Heat Patch


The sun came in through the window and burned a small square of skin through her tights. She savoured it. It was October. Autumn threatened in earnest. There’d been a March afternoon when she had done exactly the same – sat in the kitchen, at the table, with her eyes half closed and her head leant back against the wall, letting the skin under her clothes go red.  That had been an optimistic sun. Not like this one. Later she had noticed the basil seeds – ones she’d planted so fastidiously, in rows across the diameter of a terracotta pot using the end of a biro to make them little divot beds – had germinated.

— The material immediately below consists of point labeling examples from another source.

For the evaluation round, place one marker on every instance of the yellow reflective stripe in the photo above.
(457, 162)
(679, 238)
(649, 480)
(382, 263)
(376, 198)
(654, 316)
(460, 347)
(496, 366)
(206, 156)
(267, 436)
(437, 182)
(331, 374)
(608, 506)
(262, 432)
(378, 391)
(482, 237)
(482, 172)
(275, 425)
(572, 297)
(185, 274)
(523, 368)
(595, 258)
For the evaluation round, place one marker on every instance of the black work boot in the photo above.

In the summer the pot had been kicked on its side during a row. It had rolled across the balcony spraying dark brown crumbs of mud, posted itself through a gap in the railings dragging the basil into it’s suicide pact. A car had run them over for good measure. It was remarkable, she had thought, that the car’s tyres had survived the pottery shards.

She was certain. Nothing would be the same. Her head against the cool of the kitchen tiles ached and confirmed it. All of it, it was gone for good. The balcony, the apartment, the joy. The sun soon enough would be gone. Everything was finished. With everything gone there is no anxiety about losing anything. Were she not so utterly miserable she may have found some comfort in that. Utterly miserable but for her little heat patch. The square that had now stretched to a rectangle.